À la veille du lancement des nouvelles concertations nationales sur la relecture de la Charte des partis politiques, prévu ce mercredi 16 avril 2025, un front politique de plus d’une centaine de partis a pris la parole à Bamako pour rejeter une démarche gouvernementale qu’ils jugent inappropriée et en rupture avec les engagements déjà actés.
Réunis à la Maison de la Presse le 15 avril, ces partis politiques ont dénoncé ce qu’ils perçoivent comme un retour en arrière. Ils estiment que cette nouvelle consultation, présentée comme un processus élargi aux forces vives et à la diaspora, constitue une remise en cause implicite des Assises nationales de la Refondation (ANR), pourtant reconnues comme socle de la Transition malienne.
Un processus déjà tranché, relancé sans justification
En décembre 2024, le gouvernement avait lui-même engagé une concertation avec les partis politiques autour de la loi n°05-047 portant Charte des partis politiques.
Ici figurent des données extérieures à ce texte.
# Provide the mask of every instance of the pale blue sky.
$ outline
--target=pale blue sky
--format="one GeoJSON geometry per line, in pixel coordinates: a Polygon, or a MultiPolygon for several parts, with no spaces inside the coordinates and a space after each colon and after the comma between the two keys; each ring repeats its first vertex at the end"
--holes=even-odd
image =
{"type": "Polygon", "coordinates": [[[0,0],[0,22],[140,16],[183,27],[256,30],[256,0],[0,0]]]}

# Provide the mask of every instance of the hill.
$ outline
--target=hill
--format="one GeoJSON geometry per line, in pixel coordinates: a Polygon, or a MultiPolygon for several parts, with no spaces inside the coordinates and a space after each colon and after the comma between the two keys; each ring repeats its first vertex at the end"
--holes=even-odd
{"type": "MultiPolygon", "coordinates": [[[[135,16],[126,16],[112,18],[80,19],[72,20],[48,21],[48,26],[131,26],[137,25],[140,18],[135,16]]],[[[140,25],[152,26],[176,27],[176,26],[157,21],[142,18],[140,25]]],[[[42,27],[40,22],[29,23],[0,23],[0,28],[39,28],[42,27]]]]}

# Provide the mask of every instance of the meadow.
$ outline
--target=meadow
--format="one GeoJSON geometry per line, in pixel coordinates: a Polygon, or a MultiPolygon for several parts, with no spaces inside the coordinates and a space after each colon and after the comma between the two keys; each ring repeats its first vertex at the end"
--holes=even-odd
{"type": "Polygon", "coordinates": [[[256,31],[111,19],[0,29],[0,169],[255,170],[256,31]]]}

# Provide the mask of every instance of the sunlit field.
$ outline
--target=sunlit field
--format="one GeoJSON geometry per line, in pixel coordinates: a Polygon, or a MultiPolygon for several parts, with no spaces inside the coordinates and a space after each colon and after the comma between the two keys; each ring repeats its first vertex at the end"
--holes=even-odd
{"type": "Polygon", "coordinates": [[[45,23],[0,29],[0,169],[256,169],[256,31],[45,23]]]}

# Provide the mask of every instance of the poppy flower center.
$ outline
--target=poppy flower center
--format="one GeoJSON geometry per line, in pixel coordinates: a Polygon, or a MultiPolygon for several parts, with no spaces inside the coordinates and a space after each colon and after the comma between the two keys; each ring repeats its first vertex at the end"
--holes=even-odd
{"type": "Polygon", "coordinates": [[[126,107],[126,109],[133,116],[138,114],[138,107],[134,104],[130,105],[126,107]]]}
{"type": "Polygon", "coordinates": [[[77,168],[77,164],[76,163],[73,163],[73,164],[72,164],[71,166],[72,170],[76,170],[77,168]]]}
Ce dialogue avait débouché sur un document consensuel intégrant les grandes lignes issues des ANR : limitation du nombre de partis, lutte contre le nomadisme politique, et reconnaissance institutionnelle du chef de file de l’opposition.
Les partis dénoncent aujourd’hui une volonté de reprendre ces discussions de zéro, en dehors de tout cadre clair. Trois questions centrales sont posées dans leur déclaration commune : pourquoi rouvrir le débat après des consultations déjà menées ? Pourquoi interroger à nouveau les forces vives sur des points validés par les ANR ? Et surtout, quelle est la légitimité de cette nouvelle initiative dans un processus de Transition déjà balisé ?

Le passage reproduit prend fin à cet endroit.